People living in apartments are much more likely to experience secondhand smoke wafting into their homes and across shared areas. It’s an issue that can divide neighbours and leave strata managers overwhelmed.
Apartment residents need sensible smoking regulations that balance personal freedoms in the home and public health interests. Newly published research shows the law is letting them down.
Sharing the air
Residents are right to be concerned. For three decades we’ve known that secondhand smoke increases the risks of lung cancer and heart disease in adults; asthma and breathing problems in children; and SIDS in babies.
In higher-density housing, tobacco smoke is notoriously difficult to contain – and there is no known safe level of exposure.
Despite the harms of secondhand smoke, only New South Wales tackles the issue of smoking in its strata law. In all other Australian jurisdictions, residents and owners are left confused about their rights and responsibilities.
Neighbours at war
In many cases, people in strata-titled properties who are affected by smoke have to prove it is a legal nuisance or hazard before any action can be taken.

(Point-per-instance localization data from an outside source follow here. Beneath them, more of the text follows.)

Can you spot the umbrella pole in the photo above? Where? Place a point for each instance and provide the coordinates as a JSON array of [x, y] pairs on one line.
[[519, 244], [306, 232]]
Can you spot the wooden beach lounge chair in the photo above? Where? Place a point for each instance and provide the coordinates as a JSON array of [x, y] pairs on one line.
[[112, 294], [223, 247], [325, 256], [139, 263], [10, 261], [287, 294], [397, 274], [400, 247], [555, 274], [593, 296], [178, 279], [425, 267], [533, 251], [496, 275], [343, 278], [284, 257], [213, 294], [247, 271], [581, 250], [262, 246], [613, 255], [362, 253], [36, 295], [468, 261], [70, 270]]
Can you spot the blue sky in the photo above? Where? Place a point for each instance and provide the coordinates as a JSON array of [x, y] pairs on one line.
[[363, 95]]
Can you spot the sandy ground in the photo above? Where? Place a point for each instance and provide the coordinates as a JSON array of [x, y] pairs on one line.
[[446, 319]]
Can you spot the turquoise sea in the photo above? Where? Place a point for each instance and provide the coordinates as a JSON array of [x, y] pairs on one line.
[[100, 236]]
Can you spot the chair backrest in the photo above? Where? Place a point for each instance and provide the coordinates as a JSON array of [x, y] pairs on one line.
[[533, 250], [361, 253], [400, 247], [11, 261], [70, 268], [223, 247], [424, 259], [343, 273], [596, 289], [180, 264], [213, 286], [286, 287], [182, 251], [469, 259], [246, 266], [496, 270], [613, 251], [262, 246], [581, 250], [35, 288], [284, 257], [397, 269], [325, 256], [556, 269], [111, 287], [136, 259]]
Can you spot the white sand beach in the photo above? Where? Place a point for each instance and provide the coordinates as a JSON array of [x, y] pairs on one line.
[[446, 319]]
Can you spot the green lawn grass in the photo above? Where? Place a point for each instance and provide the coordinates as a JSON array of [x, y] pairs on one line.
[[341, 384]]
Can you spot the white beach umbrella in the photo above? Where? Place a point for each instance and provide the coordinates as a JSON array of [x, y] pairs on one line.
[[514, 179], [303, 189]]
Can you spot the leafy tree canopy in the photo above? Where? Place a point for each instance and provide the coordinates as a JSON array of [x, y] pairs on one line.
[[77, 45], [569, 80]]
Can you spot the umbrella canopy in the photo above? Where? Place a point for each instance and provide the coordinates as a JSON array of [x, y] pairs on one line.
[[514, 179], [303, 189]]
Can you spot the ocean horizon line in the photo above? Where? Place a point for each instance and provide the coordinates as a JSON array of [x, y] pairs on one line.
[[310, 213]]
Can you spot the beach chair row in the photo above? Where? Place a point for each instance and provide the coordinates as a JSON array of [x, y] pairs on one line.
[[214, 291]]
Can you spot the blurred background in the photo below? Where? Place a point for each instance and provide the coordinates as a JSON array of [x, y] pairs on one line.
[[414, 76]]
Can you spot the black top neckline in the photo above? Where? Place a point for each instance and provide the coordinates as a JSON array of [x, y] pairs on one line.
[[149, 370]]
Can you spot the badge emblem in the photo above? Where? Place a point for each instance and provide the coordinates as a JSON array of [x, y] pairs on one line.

However, case law from courts and tribunals reveals an awkward tension between the legal concept of “nuisance” and the science on the harms of secondhand smoke.
In one Queensland case, a man wanted to stop smoke infiltrating his bedroom from his neighbour’s balcony as this made him unwell.
Although the tribunal accepted that smoke often entered his bedroom, he was found to have an “abnormal sensitivity”. Nuisance could only be established if the smoke was of such volume or frequency that it was an unreasonable interference. And this was to be determined objectively through the prism of an ordinary, healthy person.
But what is a reasonable standard of exposure to secondhand smoke when no safe level has been established?